On 01/08/17 06:30 AM, Potnuri Bharat Teja wrote:
> Hi Logan,
> Today I sent out a patch to address the issue. Please try it.
> "[PATCH 1/1] RDMA/uverbs: Initialize cq_context appropriately"

Thanks, as I mentioned in my other email this fixes the kernel panic on
the T6 but doesn't solve all my problems.
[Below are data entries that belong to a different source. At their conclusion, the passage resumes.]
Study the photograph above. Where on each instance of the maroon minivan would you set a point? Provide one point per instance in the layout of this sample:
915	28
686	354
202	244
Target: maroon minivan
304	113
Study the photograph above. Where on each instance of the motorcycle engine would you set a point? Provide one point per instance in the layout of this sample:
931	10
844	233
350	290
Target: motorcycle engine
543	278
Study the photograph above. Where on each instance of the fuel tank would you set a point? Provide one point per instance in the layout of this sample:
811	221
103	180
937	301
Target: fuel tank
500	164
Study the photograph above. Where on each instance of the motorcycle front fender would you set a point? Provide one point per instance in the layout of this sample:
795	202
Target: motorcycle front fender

You can add a

Tested-by: Logan Gunthorpe <[email protected]>

Logan

2017-08-01 19:29:25

by Jason Gunthorpe

[permalink] [raw]
Subject: Re: BUG: NULL pointer dereference at ib_uverbs_comp_handler+0x20

On Tue, Aug 01, 2017 at 12:32:57PM -0600, Logan Gunthorpe wrote:
> Couldn't create rdma QP - Invalid argument
> Unable to create QP.
> Failed to create QP.

Failing to create a QP makes me wonder if you have have this patch?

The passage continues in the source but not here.